Viele Radiohörer sind, ohne es zu ahnen, von Strafverfolgung bedroht. Polizei und Post fahnden stärker nach Empfängern verbotener Frequenzen -- die jedoch teilweise inmitten erlaubter Wellenbereiche liegen.
aus DER SPIEGEL 23/1979

Im Hitler-Reich drohte jedem, der »Feindsender« empfing, die Guillotine. »Wer London und wer Moskau hört«, verkündeten Nazi-Propagandisten, »verdient den Schierlingsbecher ... Und seine Dummheit kann sogar die werte Ruhe kosten.«

Unters Fallbeil kommen, vierzig Jahre später, wohl nirgendwo auf der Welt mehr Rundfunkteilnehmer, die ihr Radio auf die falsche Frequenz eingestellt haben. Gleichwohl fühlen sich westdeutsche Hörer seit kurzem an »ein happiges Stück Nazi-Zeit« erinnert -- an jene Jahre, als »das dumpfe Pochen der Trommel von BBC London für uns das Fanal der Freiheit war«.

Derlei dumpfe Erinnerungen, wie sie kürzlich in der bundesweit erscheinenden Monatszeitschrift »Hobbyfunk/ C.B.-Radio« verbreitet wurden, hat der Eifer von. Postfahndern und Polizisten geweckt: Immer häufiger erscheinen Beamte -- durchweg bewaffnet, zumeist im Morgengrauen -- bei Bürgern, die im Verdacht stehen, Verbotenes empfangen zu haben.

Verfolgt wird diesmal nicht, wer auf den äußeren Feind hört.
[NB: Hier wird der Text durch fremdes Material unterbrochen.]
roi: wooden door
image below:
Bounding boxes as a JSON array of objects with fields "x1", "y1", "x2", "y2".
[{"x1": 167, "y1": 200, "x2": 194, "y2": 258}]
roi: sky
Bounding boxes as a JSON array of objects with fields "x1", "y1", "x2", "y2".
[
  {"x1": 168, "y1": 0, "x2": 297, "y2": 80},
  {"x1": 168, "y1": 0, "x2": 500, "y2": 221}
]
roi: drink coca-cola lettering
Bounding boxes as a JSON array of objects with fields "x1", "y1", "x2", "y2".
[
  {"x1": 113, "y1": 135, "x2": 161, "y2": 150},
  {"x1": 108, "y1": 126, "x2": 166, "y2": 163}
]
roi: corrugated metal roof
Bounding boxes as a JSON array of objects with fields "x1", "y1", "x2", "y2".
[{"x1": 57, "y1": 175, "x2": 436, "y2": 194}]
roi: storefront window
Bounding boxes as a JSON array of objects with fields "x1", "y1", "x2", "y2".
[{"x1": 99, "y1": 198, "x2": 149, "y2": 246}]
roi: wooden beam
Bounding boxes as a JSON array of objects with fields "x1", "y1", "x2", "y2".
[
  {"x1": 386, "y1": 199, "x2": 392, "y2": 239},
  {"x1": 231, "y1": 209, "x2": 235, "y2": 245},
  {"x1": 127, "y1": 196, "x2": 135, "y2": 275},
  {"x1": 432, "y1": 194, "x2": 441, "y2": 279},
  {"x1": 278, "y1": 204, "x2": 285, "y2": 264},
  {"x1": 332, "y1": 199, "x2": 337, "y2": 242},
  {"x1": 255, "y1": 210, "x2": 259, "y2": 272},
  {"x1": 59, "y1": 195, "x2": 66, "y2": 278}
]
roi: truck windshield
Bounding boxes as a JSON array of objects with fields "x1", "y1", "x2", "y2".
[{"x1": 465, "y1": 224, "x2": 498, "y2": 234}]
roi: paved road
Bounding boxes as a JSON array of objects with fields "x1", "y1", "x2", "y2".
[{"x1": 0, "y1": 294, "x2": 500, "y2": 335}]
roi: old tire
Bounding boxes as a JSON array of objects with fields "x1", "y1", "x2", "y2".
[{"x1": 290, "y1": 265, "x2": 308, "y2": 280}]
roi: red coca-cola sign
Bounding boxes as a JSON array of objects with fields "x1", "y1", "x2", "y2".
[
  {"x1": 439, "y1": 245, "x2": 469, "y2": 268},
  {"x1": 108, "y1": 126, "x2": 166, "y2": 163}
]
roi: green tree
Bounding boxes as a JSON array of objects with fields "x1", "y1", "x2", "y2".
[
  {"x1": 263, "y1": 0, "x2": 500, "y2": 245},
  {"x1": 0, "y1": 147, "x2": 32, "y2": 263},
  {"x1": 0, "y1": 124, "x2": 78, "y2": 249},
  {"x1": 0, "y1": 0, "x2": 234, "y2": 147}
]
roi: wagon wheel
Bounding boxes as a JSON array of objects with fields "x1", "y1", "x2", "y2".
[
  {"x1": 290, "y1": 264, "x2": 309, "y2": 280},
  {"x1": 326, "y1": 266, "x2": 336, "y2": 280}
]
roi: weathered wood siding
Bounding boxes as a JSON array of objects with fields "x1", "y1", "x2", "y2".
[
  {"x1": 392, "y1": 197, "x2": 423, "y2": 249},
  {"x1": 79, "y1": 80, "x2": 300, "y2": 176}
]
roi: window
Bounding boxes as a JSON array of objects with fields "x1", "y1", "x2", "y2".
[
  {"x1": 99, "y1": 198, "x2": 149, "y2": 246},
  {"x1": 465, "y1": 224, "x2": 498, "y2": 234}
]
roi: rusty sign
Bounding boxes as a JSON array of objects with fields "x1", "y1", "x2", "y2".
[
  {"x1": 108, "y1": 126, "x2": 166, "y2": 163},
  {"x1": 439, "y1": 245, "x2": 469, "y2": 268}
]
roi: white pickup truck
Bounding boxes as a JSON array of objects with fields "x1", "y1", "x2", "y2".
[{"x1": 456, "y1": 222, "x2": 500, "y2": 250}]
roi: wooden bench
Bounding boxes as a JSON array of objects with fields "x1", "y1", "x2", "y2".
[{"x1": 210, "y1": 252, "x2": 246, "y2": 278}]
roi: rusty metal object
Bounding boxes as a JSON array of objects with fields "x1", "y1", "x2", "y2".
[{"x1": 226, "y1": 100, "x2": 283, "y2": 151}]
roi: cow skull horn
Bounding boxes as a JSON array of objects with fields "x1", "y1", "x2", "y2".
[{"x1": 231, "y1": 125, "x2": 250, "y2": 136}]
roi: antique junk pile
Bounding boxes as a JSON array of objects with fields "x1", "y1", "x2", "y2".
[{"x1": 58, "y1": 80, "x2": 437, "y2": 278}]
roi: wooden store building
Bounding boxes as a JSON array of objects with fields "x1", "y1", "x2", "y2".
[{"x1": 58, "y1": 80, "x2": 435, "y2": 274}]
Vielmehr bewegt die Sorge um die innere Sicherheit die Radiofahnder: Terroristen könnten, fürchten sie, auf gesperrter Welle den Funkverkehr der Polizei abhören. Überdies sieht die Bundespost zusehends ihr Monopol verletzt, darüber zu entscheiden, wer in Deutschland diesen oder jenen Sender empfangen darf.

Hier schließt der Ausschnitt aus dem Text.